Feeding on the ground in the same area were crows, several rooks, pheasants, male and female, blackbirds, fieldfares (a flock drawn to the windfall cooking apples), long-tailed tits, a greater spotted woodpecker, rooks, a song thrush, wood pigeons and a pair of collared doves.

Several dozen goldfinches and a single bullfinch sat high in a bare cherry tree, finding grubs and seeds invisible to the human eye, even through binoculars. Muntjac deer, a stag and a cub, pecked at shrub in the orchard, and a pair of unwelcome grey squirrels appeared for brief moments, scurrying away shortly as though caught misbehaving.

It’s a wild and ever-changing visual feast I enjoy through the reinforced glass at the back door, there with the binoculars and bird books. One word, exquisite, announces itself, shaking me as I drift into a sort of dumb reverie.

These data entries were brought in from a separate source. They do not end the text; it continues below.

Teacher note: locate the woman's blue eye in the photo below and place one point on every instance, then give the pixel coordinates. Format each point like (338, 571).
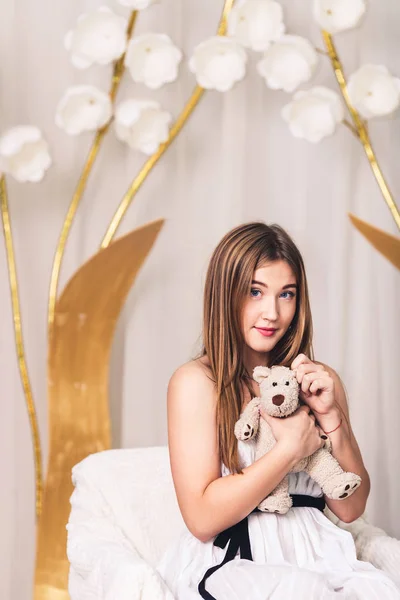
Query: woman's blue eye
(291, 294)
(254, 295)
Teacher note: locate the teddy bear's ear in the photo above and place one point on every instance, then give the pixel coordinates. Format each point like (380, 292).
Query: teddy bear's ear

And then I think back, to the old year, and all the work I got through. Falmouth: thanks to the good efforts of my old mate, the Portscatho artist Chris Insoll, the great gallery was opened for us on a Sunday, by its singular curator, Brian Stewart. Days later, this great man died, leaving a fabulous wife and two young children. For me, who hardly knew him, the shock was considerable. I can’t imagine, try as I might, how Carole and the boys, and all their family and friends must have felt, and must be still feeling. I wrote to the Falmouth Packet, their local newspaper:

I have just been told of the sudden death of Brian Stewart. I would like to pass on my own great memory of a man I will always consider brilliant and remarkable. On Saturday, November 27th, I played a concert at Falmouth’s Princess Theatre. Brian came with his lovely wife Carole and sons. Next morning (Sunday, remember) Brian, aware of my own love of art, invited me and two musicians, as well as my own daughter Greta and her Cornish partner, Nelson, visiting from London for a few days, to the Falmouth Art Gallery for a special, private tour. Brian ran us through a detailed and amusing background history of every item in the Gallery. Every cartoon, every mobile and all the great works were explained and described in a gentle but highly authoritative style. Brian seemed to have it all: humour, wit, knowledge and passion, as well as a fine young family. I barely knew him, to be honest. But he touched me profoundly that day, and I will remember him and his great kindness for the rest of my life.